参加者の感想 The Key to Friendship by Rie Matsuoka （今回は和訳がありません）
"Three weeks is a long time. Will you be OK?" My friends asked me at the beginning of the summer vacation. At that time, I didn't know whether the three weeks would be long or not. Ladies and gentlemen, this summer I went to Brisbane, Australia on a homestay program.
At 8:30 on the morning of July 20, I arrived at Brisbane Airport. My heart was beating fast with excitement. I had never been abroad, and this was the first time I would be away from my family for more than five days. I had been looking forward to this homestay for a long time.
Right after I met my host family, I was filled with anxiety. After I said good bye to my friends and teachers at the airport, I had to be alone with my host family until the next morning. I still remember the first night, alone with my host mother. After dinner, I talked about my family and showed her some pictures. She asked me some questions about my family, and I could answer them. I started to feel a little better about myself.
Then, there was a long pause. To break the silence, I put some souvenirs from Japan on the table. I gave her some kamifusen, or paper balloons, furoshiki, and mangekyo, or kaleidoscope. Then she asked me how to use the furoshiki. I didn't know how to explain. Words such as wrap and fold came to my mind, but I could not make any sentence in English. While I was still thinking, she started asking me other questions about the kaleidoscope. I totally panicked. To be honest, when I listened to English, I had to translate it into Japanese. When I spoke in English, I always wanted to speak in correct sentences.
On the fourth day in Brisbane, I was still having trouble communicating with my host family. However, my host father's words changed my way of thinking. When I was talking with him, he said, "Is my English too fast? Sorry if I was speaking too fast." I certainly had a problem with his Spanish accent. I sometimes didn't understand his words, either. But, I realized he really wanted to communicate with me. After that, I tried to talk with my host family as much as possible, not worrying very much about my English grammar.
I had other problems in Australia. I soon got used to wearing my shoes in the house, or taking a shower instead of taking a bath, but, I was not able to get used to three things.
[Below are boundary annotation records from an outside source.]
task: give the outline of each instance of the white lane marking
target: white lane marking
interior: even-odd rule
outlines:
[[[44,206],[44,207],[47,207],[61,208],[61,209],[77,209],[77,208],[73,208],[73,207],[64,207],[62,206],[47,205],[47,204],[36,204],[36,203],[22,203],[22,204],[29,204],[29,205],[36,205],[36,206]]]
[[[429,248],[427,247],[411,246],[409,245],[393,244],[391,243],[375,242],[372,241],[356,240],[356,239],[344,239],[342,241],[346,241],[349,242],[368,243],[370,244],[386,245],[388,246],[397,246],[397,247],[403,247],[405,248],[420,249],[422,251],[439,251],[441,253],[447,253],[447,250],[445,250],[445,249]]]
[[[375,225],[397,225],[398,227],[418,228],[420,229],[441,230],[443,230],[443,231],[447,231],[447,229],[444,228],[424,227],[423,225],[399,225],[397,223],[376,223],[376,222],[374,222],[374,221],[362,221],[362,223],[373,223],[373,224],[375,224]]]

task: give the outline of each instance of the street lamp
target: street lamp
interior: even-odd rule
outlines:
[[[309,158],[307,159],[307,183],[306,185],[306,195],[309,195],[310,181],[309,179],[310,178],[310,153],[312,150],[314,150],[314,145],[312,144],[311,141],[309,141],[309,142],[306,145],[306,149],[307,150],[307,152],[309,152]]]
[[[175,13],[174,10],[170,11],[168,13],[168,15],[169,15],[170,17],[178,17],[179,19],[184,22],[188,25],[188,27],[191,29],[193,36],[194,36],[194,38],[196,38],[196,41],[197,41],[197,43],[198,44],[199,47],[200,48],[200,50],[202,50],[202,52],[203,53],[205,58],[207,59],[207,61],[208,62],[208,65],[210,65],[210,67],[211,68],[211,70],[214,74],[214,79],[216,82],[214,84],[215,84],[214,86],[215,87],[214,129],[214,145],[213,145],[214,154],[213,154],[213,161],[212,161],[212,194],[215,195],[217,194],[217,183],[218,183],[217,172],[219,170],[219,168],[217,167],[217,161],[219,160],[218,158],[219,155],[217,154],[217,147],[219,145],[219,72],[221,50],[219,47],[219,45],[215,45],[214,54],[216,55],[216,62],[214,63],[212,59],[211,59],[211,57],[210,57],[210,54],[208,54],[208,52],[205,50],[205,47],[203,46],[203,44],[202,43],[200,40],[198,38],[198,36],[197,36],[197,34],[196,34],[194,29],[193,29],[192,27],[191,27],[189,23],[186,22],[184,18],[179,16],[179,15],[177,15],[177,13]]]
First of all, I couldn't eat many of the dishes my host family made for me. I had forgotten that Australia is a multicultural country. My host family is from Nicaragua, and Nicaraguan dishes were too oily for me. I could not eat a fatty honeycomb-shaped beef offal （編者注：牛の第２胃、「ハチノス」と呼ばれる内蔵）, a bowl of rice with liver on top, which was served six times, or some oily vegetable soup.
Second, I felt left out when my host father and mother spoke in Spanish with each other. I didn't understand what they were talking about and worried that they were talking about me.
Third, I was confused and irritated that my host mother was not as punctual as I had expected. One weekend, she asked me to get up at nine in the morning to go shopping, but she was asleep until eleven. Maybe she was tired, but this happened twice during my three-week stay.
I also experienced some other misfortunes. I had to take a bus to go to school, but my bus didn't come on time; I even had a bad fever one day.
However, on my last day in Australia, when I talked with my host father, his words changed my bad memories into good memories. He said to me, "If I die, our friendship will be finished, but we are friends till we die."
When I had to say good-bye to my host family, they gave me a DVD, a bracelet, a necklace, and a Nicaraguan cup as souvenirs. And then, when I was about to return their house key, my host mother said, "This is your key. Please come and see us here again." My friend's words were wrong. I felt three weeks was too short. I wanted to stay in Australia longer. And the key made me happier than anything else. Look! This is the key to our friendship.